I recall in the run-up to the USA invasion of Iraq in 2003 that many American’s used the mentally unstable arguments that Saddam Hussein was:
(1) going to try and attack or takeover the USA or
(2) going to be killed by George W. Bush because it was claimed that Saddam Hussein had tried to kill George Bush Sr. in the early 1990s when he visited Kuwait .
Other illogical and/or mentally skewed arguments for invading Iraq included the arguments that Saddam Hussein was responsible for 9-11 or Al-Qaeda.
Meanwhile on April 30, 1999 in Soho in London , a bar in a gay-neighborhood was the scene of a hate crime. The cowardly and despicable act was the exploding of a nail-filled pipe bomb.
It was the third such nail bomb in London within 3 weeks that April.
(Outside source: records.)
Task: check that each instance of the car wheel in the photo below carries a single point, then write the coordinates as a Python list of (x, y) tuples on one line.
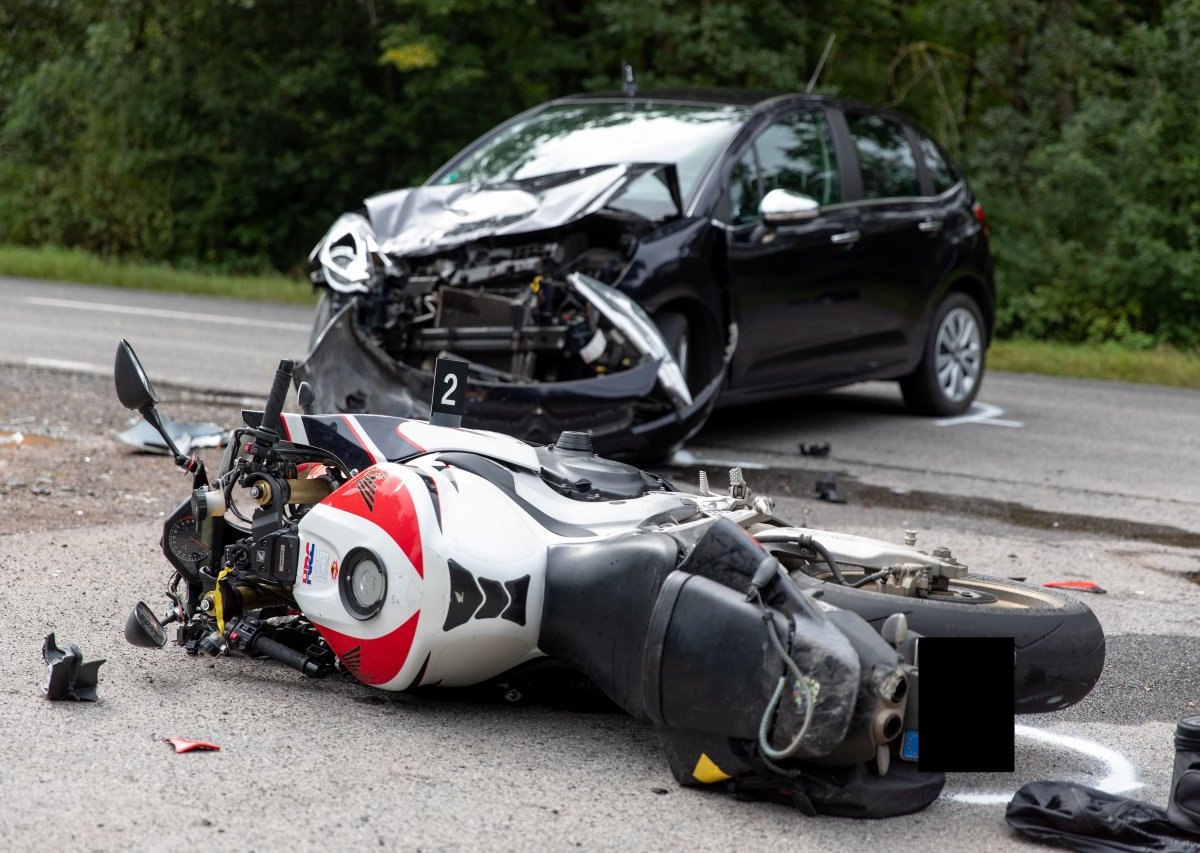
[(947, 379)]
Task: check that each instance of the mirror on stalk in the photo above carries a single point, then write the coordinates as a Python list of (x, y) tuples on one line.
[(144, 629), (784, 206), (133, 388)]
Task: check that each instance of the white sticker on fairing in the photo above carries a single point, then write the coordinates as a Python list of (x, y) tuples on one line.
[(594, 348), (318, 565)]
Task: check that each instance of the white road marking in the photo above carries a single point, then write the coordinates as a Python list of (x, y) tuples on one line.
[(981, 413), (64, 365), (165, 313), (1121, 776)]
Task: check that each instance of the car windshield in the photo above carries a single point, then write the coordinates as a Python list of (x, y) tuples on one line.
[(568, 137)]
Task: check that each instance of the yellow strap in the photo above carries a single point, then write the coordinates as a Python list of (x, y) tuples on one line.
[(707, 772), (217, 604)]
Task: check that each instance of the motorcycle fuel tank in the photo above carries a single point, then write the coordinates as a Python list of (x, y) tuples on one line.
[(421, 577)]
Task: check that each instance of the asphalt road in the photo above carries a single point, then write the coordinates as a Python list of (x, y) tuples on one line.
[(1097, 482)]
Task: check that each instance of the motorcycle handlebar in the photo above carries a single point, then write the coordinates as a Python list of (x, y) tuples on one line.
[(271, 414)]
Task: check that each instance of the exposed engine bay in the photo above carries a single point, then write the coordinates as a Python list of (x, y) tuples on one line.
[(508, 308), (517, 281)]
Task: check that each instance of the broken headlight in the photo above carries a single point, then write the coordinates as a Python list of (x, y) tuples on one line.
[(348, 254)]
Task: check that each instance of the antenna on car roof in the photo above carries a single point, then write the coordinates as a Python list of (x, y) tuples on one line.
[(825, 55)]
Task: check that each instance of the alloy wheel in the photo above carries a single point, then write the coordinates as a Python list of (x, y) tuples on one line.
[(959, 354)]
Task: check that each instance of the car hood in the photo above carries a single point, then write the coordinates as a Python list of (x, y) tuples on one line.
[(433, 218)]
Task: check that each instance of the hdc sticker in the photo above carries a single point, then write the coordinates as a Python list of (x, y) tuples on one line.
[(318, 565)]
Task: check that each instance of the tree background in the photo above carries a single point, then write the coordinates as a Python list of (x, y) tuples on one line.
[(229, 133)]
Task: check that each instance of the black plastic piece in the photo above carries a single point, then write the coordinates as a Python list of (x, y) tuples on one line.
[(274, 557), (598, 604), (465, 596), (1083, 818), (583, 476), (143, 628), (495, 599), (502, 478), (571, 440), (67, 677), (519, 592)]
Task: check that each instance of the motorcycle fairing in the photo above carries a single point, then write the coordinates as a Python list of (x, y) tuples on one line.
[(444, 620)]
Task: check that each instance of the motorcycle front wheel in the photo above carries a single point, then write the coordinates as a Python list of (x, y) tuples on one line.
[(1059, 641)]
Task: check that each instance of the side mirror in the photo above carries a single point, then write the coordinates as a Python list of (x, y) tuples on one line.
[(135, 391), (133, 388), (784, 206), (144, 629)]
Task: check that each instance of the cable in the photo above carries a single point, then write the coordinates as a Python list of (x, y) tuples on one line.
[(805, 541), (765, 746)]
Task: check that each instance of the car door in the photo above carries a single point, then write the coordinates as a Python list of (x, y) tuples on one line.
[(900, 244), (792, 284)]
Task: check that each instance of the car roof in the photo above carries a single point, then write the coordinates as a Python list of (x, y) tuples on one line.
[(759, 101)]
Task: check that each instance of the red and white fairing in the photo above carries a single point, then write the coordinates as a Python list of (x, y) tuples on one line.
[(406, 644), (465, 563)]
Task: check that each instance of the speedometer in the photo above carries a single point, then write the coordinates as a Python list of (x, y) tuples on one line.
[(185, 542)]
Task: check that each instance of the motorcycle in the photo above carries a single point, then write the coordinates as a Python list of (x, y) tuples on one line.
[(773, 660)]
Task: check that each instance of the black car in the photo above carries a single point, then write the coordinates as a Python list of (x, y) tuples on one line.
[(619, 264)]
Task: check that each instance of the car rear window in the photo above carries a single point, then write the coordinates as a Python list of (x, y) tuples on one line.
[(797, 154), (889, 168), (940, 170), (568, 137)]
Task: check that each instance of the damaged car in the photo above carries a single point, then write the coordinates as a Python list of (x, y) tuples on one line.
[(619, 265)]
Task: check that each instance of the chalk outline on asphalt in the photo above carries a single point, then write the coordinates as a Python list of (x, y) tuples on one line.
[(1121, 775), (981, 413)]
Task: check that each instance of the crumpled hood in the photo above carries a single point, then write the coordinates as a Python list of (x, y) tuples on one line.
[(433, 218)]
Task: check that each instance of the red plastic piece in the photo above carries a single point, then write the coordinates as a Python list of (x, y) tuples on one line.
[(184, 745), (1079, 586)]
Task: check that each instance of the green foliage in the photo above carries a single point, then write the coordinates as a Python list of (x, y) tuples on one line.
[(231, 132)]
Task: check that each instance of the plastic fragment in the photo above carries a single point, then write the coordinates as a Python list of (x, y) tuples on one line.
[(827, 490), (1078, 586), (185, 745), (67, 677)]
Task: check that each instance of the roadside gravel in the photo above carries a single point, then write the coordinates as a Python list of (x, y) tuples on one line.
[(60, 463)]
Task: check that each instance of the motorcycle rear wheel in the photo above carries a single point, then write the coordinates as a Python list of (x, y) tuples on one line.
[(1060, 644)]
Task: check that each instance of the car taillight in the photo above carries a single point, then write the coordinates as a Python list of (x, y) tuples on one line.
[(982, 218)]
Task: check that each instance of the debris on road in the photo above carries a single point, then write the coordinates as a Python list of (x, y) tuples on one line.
[(67, 677), (186, 436), (185, 745), (1078, 586), (827, 490)]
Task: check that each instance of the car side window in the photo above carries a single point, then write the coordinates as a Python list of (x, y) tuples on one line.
[(797, 154), (889, 168), (745, 192), (940, 170)]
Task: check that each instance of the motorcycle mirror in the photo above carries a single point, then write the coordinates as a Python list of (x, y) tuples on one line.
[(133, 388), (144, 629), (135, 391)]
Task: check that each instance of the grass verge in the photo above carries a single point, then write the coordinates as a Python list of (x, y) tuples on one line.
[(1161, 366), (73, 265)]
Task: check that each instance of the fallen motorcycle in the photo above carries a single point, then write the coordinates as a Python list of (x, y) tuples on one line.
[(413, 554)]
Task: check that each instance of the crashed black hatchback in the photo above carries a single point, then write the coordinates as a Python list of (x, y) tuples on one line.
[(618, 264)]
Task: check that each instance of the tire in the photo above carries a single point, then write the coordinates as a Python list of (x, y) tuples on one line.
[(951, 371), (1060, 646)]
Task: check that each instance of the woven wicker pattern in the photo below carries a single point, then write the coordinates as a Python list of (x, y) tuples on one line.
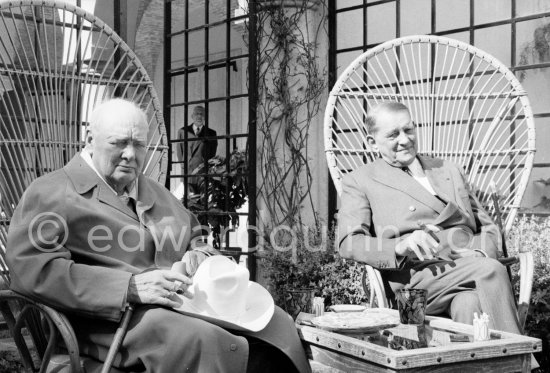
[(468, 107), (56, 62)]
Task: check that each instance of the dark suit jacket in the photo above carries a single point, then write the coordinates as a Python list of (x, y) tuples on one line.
[(382, 205), (197, 151)]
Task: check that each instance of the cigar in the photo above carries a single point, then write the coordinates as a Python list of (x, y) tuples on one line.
[(178, 284), (429, 231)]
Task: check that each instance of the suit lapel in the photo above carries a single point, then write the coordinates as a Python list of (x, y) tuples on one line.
[(397, 179), (194, 145), (84, 179), (440, 179)]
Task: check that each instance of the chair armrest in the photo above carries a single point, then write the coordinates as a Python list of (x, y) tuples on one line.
[(377, 290), (57, 323), (526, 272)]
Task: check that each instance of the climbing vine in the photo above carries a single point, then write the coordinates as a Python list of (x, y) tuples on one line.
[(290, 86)]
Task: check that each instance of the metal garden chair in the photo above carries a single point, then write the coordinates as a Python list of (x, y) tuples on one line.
[(56, 62), (469, 108)]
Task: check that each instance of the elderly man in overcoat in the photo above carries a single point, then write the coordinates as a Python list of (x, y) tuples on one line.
[(96, 235)]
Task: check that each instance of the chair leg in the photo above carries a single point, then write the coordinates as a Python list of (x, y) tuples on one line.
[(22, 348), (117, 340)]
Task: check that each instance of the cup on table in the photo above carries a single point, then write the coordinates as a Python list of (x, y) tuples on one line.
[(412, 305)]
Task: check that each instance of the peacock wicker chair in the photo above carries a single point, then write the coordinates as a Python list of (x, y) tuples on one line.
[(57, 62), (469, 108)]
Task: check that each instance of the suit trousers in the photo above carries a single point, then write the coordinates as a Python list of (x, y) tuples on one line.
[(481, 284), (164, 341)]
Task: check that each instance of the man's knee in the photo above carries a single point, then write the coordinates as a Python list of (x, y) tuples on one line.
[(492, 267), (463, 306)]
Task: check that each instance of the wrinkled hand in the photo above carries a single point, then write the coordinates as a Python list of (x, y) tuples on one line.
[(419, 242), (158, 287), (463, 253), (193, 258)]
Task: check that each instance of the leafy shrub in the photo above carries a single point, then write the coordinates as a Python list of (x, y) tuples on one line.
[(533, 233), (297, 265), (317, 266), (341, 282)]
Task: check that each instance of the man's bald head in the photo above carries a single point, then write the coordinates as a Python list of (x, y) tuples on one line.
[(116, 141)]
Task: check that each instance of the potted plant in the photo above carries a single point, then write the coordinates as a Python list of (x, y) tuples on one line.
[(225, 191), (291, 266)]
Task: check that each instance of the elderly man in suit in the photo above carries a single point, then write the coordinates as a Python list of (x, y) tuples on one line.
[(454, 257), (201, 148), (96, 235)]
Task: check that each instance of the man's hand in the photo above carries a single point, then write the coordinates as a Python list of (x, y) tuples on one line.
[(463, 253), (158, 287), (192, 259), (419, 242)]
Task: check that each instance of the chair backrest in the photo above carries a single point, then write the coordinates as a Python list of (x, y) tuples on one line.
[(56, 63), (469, 108)]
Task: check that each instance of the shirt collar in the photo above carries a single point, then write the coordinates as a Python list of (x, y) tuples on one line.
[(130, 191)]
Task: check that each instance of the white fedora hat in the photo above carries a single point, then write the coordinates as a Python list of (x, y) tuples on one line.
[(223, 295)]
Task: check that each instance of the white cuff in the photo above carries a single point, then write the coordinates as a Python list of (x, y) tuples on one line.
[(482, 252)]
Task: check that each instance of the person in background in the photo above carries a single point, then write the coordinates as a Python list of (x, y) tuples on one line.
[(201, 148)]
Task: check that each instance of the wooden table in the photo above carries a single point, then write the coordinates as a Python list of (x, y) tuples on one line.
[(441, 345)]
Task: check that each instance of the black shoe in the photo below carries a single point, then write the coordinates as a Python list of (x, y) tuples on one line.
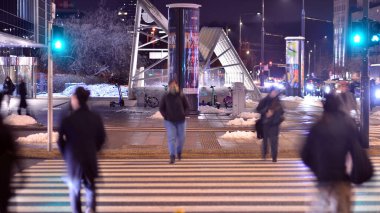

Dozens were severely injured and crippled that last day of April 1999.
In short, April 30 is certainly an important date to remember various hate and war crimes—as well as crimes stemming from petty jealousies and misunderstanding.
Don’t you think—we need a day to reflect on Big Lies and Errors?
We could also call April 30, REFLECT ON THE BIG-LIES DATE.
When it came to reflecting on the USA ’s part in the Vietnamese civil wars and independence war struggles from the 1950 through the 1970s, there were enough official lies to bring into question any claim by the DOD or U.S.A. federal government agencies for decades.
For example, the was the Gulf of Tonkin lie,
the lies about its weaponry,
and Agent Orange.
IT SHOULD BE EITHER APRIL 30 OR MAY1—SHOULDN’T IT?
Finally, let us not forget that the Big Lie from George W. Bush on May 1, 2003 was in a simple statement: MISSION ACCOMPLISHED.
Was it a coincidence that the President who took us to wars on lies would be itching to tell a big one on April 30, 2003?
I think not.
The man who did his best to stay out of the Vietnam War himself—a war that one could certainly humbly call a big big big mistake in USA history—had had the Vietnam War on his mind for decades.
If the memory of Vietnam hadn’t hung over George W. Bush’s head (and the heads of Cheney, Rumsfeld, etc.) for thirty-plus years, there might have never have been a great desire for the a second American war with Iraq.
Think about it, America . Either Americans should recall either April 30 or May1 every year with as much zeal as Memorial Day is focused on. How else can we learn and educate future generation OF YOUNG AMERICANS not to do such stupid and evil things?